First, it’s important to understand how tornado information is collected. Reports come into local National Weather Service Forecast Offices from a wide variety of sources (trained spotters, emergency personnel, the media, the general public.) Those reports get put out relatively quickly and form the basis of the preliminary, so so-called “rough”, log of tornadoes. As time goes on, more reports may come in, increasing the count, but the local Warning Coordination Meteorologist (WCM) may also find that some of the reports are of the same tornado, lowering the count. Within a couple of months of the end of the month, the WCM submits a list of tornadoes that the National Climatic Data Center and the National Weather Service’s Storm Prediction Center’s WCM go through and make sure that tornadoes that cross from one office’s area of responsibility into another office’s area only get counted once and do some quality control. Eventually, this produces the final, or “smooth”, log of tornadoes. Asking the question “How many tornadoes have there been this year?” right after an event gives us the problem of only having the preliminary data avaiable. Answering someone’s question with “Ask us again in a few months” is not usually seen as satisfactory by the questioner.
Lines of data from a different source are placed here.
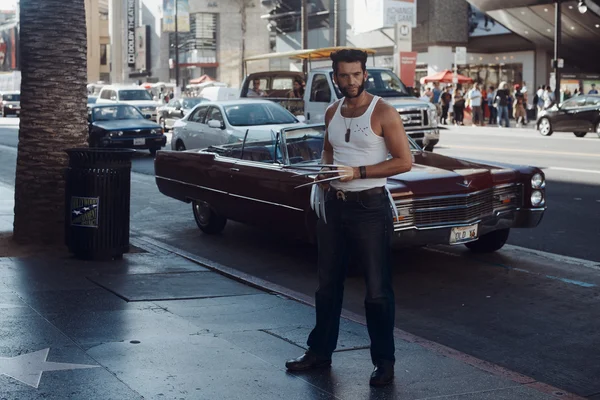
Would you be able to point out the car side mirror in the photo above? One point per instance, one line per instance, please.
(213, 123)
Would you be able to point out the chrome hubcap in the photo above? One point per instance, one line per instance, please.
(202, 212)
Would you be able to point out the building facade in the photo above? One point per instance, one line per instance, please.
(210, 39)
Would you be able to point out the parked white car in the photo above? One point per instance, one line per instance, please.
(217, 123)
(133, 95)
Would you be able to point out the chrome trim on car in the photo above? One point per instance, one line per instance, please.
(191, 184)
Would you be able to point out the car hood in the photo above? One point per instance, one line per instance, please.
(437, 175)
(126, 124)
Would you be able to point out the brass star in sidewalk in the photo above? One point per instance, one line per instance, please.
(28, 368)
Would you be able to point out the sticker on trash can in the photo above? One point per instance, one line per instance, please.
(84, 211)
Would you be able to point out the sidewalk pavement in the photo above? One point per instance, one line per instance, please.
(164, 324)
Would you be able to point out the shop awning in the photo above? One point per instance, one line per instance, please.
(446, 76)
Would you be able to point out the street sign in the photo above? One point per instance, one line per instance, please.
(460, 56)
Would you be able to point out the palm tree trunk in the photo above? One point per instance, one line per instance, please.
(53, 113)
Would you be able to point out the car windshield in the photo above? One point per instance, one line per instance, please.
(304, 145)
(128, 95)
(119, 112)
(249, 114)
(11, 97)
(381, 83)
(192, 101)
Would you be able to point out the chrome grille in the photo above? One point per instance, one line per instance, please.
(140, 132)
(413, 118)
(458, 209)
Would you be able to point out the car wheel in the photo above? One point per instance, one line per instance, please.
(545, 127)
(207, 220)
(179, 146)
(489, 242)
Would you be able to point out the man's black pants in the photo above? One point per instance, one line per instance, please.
(362, 228)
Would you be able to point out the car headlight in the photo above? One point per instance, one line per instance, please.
(537, 198)
(538, 182)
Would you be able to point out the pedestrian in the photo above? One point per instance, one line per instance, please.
(493, 112)
(475, 98)
(501, 104)
(519, 112)
(445, 100)
(361, 130)
(459, 107)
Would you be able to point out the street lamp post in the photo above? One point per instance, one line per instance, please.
(557, 49)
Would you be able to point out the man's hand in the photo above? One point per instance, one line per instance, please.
(347, 173)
The approach we’d like to take is to look at the historical relationship between preliminary reports and final reports. In general, our naive expectations would be that there might be increases from the preliminary log to the final log on days with very few, if any preliminary reports, and there might be decreases on days with long-track tornadoes that might be reported many times. Which effect wins out, and by how much?
In the spring of 2008, we started looking at this question in detail and started by looking at monthly and annual totals. The ratio of the final total to the preliminary total for each month from January 1998 to November 2008 with at least 30 preliminary reports is shown in red in the figure below. A running annual total for the next twelve months is shown in black.
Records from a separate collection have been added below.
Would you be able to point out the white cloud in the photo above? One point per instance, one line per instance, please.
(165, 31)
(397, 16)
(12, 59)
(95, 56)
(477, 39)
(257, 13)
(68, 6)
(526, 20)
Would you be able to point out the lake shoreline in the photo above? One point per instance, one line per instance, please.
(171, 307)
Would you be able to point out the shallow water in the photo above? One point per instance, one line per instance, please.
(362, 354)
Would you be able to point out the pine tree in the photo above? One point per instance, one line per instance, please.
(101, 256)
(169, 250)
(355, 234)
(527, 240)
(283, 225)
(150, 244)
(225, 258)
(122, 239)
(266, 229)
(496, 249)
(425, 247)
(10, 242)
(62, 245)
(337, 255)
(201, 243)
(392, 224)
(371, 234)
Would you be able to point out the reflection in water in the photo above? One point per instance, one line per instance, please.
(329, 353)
The result was surprising. A rather sudden change took place in early 2006. Prior to that, the final log tended to have about 10% more tornadoes than the preliminary log. The ratio had, perhaps, trended slightly downward, but starting in March 2006, it dropped precipitously, such that for 2007 and 2008, there were 20% fewer tornadoes in the final log than in the preliminary log. This, obviously, was a huge change and meant that our intuition of what the preliminary log meant in terms of the number of tornadoes was wrong.
We then looked at the differences on a day by day basis. The figure below shows the change from preliminary to final tornado count as a function of the preliminary count. As we might expect, there’s not much difference on the “small” days and some of those have more in the final than in the preliminary and some have fewer. For “big” days, the final log tends to have fewer. We broke things down in the periods 1998-2005 and 2006-2008. Linear regression lines are shown as dashes for each of the two periods. For the early period, for 100 preliminary reports, the final total, on average, was about 10 lower. For the later period, it was about 30 lower. Only once in that three-year period did a preliminary count of at least 40 end up with more in the final count. In the earlier period, that was a common event. The effect on the 2008 totals was that, instead of adding about 200 tornadoes from the preliminary to the final totals, you had to subtract more than 400!
We admit we’re not entirely sure what happened in March 2006. A number of small changes in software for collecting reports were implemented about then, but it’s not clear if that’s enough to explain what happened. We plan to monitor the situation and use the regression from the recent data to estimate the final count, based on the preliminary count.
This is another example of how challenging it can be to deal with what seems to be a simple dataset. Caveat lector!